鼠のように忙しなく頭を動かして周囲の様子を覗いながら、足早に雑踏に紛れる。二時間前に絡んできた不良たちの姿は見えない。路地の先が行き止まりと知らずに諦めた風だったが、どこかで待ち伏せしているとも限らない。金がないと知られれば、腹いせにリンチに遭わされる危険性がある。
あてもなく彷徨っている内に、大きな駅の前に出た。広場の時計を見上げ、夜の十時を過ぎていることを知る。十二歳のシオは警察に補導されてもおかしくない。そうなれば、あの家に強制送還されてしまう。自分が何を言おうと、外面の良い母親の内面を誰も信じはしないだろう。殺されるのも時間の問題だなんて、誰一人信じるはずがない。
昨日バットで叩かれたばかりの脇腹をおさえると、空腹を思い出した。丸二日、水しか飲んでいない。もう腹は鳴らないが、そろそろ何か食べる方法を見つけなければ。
とぼとぼと歩きながら、ハーフパンツのポケットに右手を突っ込み、目の前で開く。百円玉が二枚に十円玉が五枚。全財産、二百五十円。
スーパーでおにぎりを買おうか。だけど、それからどうする。ゴミ箱でも漁るのか。店員に通報されれば、一発で終わりだ。
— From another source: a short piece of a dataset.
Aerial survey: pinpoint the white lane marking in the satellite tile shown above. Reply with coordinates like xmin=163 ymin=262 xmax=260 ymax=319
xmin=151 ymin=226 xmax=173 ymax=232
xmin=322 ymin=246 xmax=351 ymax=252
自分でも知らないうちに、シオは駅の券売機の前で路線図を見上げていた。知らない場所に行こう。そこならば、なにか新しい道が待っているかもしれない。馬鹿馬鹿しい考えだとは分かっている。二百五十円の距離なんて、たかが知れている。だが吸い込まれるように二百四十円分の硬貨を投入口に落とし、切符を手にした。改札をくぐると、もう戻れない気持ちに不思議と背筋が粟立った。クロックスを引きずってホームへの階段を上がり、五分後にやって来た電車に乗り込み、座席に腰を落とした。車内は適度に混んでいたが、立っている人はいなかった。